Toroids are electrically stiff..., you ask for 24v you get 24v and loading makes little difference... this is useless for battery charging, as it will blow the fuses at lower SOC and wont finish the battery at higher SOC.... so we are looking for the opposite of this behavior.. ie loads of leakage... we want good current at low SOC, and small currents at high SOC.
Dedicated transformers for this regime are ones where the secondary is loosely coupled to the primary. One favorite way was to wind the primary at one end of the former, and the secondary as far away as you could up the other end... so the magnetic coupling was loose.... some even went as far as using shunts between the windings, to short out some of the field, and shield the secondary from some of the flux.
This way when the battery was only 22v, the current would be fairly strong as the voltage differential is great, and when we get up to the 30v mark, it is still charging, but at a lower rate, as it nears the top end that the transformer can do.... but at low SOC, the current was decent without being brutal, because of the soft magnetic circuit.
Your 23v AC will translate to 23x1.414=32v less diode losses.. so yes it has the voltage for charging 24v bank. It will depend on your magnetic coupling as how well this will work out. ( 23vac as measured was rms. with peaks of 32v )
If it is tightly coupled, you will struggle with heat and over power at low SOC.
You can use a ballast ( inductor) to limit the current on the primary, or a capacitor on the primary will do the same thing but different methodology.
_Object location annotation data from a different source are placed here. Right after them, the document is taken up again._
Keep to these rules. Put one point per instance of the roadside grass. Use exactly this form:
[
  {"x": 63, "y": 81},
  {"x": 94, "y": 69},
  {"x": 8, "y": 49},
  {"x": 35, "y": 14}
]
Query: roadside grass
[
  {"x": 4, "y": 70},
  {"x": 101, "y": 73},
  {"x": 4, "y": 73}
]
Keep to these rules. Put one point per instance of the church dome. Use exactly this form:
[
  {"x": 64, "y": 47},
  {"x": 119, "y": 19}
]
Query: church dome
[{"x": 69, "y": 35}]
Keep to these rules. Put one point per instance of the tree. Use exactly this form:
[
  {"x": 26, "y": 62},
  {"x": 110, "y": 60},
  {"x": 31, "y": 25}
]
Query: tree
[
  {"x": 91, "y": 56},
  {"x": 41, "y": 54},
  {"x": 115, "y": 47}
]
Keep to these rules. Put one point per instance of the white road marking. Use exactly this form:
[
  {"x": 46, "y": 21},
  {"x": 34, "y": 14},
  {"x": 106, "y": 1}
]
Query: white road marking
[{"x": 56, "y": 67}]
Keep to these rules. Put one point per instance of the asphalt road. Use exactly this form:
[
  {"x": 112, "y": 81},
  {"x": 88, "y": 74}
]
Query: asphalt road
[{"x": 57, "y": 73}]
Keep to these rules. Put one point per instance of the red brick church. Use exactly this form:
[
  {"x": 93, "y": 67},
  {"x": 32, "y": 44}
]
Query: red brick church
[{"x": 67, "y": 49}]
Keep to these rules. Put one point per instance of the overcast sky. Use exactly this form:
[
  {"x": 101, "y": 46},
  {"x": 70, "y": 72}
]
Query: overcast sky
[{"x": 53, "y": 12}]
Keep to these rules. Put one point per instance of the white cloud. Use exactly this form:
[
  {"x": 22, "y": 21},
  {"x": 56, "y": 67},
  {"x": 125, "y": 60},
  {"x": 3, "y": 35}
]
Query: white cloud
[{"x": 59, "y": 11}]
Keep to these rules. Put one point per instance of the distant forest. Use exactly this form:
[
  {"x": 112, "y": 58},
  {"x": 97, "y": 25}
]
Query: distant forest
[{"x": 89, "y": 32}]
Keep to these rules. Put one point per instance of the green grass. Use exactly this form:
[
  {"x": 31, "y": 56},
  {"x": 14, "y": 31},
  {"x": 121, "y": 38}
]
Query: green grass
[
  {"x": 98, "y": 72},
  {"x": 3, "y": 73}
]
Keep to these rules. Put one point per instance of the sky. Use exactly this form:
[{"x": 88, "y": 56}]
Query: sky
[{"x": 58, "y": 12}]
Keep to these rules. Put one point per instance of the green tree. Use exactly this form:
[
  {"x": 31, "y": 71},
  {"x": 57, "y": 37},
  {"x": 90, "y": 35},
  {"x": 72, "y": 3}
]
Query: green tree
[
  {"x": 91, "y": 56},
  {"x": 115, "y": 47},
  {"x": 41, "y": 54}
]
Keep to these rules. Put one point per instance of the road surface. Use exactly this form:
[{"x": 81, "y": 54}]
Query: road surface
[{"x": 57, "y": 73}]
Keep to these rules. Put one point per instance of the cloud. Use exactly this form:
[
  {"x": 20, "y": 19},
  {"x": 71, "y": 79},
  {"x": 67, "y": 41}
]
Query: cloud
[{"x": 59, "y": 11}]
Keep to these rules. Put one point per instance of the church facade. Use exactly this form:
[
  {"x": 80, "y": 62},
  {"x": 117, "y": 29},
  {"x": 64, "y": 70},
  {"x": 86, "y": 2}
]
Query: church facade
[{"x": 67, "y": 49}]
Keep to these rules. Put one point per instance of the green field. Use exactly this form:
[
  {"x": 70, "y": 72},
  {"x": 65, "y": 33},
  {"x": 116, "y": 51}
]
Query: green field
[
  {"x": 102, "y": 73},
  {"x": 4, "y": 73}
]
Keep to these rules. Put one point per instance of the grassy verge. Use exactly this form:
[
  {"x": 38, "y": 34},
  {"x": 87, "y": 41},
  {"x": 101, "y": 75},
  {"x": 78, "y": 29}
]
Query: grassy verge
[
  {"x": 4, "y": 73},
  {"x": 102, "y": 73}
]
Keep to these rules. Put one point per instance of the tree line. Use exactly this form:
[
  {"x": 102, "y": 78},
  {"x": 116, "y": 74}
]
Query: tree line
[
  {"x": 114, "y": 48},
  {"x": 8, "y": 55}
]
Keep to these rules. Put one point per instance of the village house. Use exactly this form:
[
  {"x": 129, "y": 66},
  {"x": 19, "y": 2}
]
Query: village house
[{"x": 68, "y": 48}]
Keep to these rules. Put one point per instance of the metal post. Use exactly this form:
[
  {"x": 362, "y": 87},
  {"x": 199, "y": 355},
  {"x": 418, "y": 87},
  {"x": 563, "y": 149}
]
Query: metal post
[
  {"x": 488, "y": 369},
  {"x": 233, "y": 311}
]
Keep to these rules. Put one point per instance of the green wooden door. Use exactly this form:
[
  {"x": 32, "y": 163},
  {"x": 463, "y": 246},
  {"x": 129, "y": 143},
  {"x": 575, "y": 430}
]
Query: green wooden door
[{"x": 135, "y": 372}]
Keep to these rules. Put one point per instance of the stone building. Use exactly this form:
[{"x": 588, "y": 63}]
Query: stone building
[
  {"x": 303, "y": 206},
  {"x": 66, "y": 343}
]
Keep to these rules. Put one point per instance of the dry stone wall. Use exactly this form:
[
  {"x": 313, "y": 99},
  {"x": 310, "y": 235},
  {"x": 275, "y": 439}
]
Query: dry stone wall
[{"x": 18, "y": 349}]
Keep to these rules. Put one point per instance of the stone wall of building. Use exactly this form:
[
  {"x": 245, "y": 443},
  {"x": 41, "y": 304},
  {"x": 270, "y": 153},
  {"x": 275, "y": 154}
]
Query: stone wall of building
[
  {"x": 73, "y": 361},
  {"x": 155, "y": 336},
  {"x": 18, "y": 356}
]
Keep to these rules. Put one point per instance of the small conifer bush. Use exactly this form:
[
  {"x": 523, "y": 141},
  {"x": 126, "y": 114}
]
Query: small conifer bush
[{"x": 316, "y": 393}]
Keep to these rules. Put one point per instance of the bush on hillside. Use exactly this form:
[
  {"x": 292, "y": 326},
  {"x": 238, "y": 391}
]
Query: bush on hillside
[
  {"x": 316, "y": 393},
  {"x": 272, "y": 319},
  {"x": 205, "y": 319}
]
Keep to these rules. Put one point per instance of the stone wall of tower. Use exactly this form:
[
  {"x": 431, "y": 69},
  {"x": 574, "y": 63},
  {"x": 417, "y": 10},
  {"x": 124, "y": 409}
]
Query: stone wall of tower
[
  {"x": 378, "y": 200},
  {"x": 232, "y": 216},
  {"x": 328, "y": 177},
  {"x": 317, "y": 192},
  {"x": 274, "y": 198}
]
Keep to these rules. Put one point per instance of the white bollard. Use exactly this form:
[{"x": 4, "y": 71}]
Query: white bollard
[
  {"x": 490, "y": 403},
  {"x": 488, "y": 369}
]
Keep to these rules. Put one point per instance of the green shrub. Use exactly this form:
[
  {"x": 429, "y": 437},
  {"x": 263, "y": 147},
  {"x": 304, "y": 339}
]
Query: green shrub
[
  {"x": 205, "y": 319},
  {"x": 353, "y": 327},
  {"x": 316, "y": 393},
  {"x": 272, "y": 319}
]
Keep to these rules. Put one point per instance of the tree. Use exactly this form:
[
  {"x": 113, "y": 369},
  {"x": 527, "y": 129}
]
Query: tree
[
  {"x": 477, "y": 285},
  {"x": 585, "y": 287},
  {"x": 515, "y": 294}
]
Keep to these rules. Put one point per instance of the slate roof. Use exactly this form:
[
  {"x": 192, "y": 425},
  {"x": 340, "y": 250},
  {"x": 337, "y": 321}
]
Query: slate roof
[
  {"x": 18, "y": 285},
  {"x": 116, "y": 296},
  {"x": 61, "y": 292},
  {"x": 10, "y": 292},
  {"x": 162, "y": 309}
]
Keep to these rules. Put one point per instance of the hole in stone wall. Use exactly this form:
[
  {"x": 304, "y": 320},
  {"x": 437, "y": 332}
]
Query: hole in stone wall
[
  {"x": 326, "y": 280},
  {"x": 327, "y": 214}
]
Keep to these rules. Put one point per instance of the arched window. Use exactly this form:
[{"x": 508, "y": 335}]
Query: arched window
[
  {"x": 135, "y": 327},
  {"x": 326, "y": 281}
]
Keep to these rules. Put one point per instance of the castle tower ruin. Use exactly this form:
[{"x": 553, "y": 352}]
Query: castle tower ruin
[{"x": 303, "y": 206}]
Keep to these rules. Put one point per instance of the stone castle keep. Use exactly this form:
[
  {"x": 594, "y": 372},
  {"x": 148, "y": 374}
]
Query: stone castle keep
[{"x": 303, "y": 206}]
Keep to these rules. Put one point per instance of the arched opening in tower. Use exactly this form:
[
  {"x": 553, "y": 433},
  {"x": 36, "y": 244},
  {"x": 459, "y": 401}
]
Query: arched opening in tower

Caps are a cheap way of controlling the power of the charger, and I have used torroids and caps to this effect.
Your welding transformer will be nowhere as tight as a torroid, so may be ok as is. It was designed to be shorted out without taking out the fuse as you tried to strike the arc, so it must have been a bit loose by design.
I expect it has windings separated by a gap, and this will be a good start. If too strong at low SOC you would be able to place steel laminate strips between as a shunt to limit the current if you need to.
Or.. to answer you question directly.... there is no optimum, it depends on how you wish to tackle it, and what style of transformer and winding you use... nothing is simple with batteries is it...
Consider this.. for a 48v system, the transformer needs to operate sensibly from 46v to 60v..... thats a fair dynamic range to deal with, only loose coupling will do it without resorting to electronics.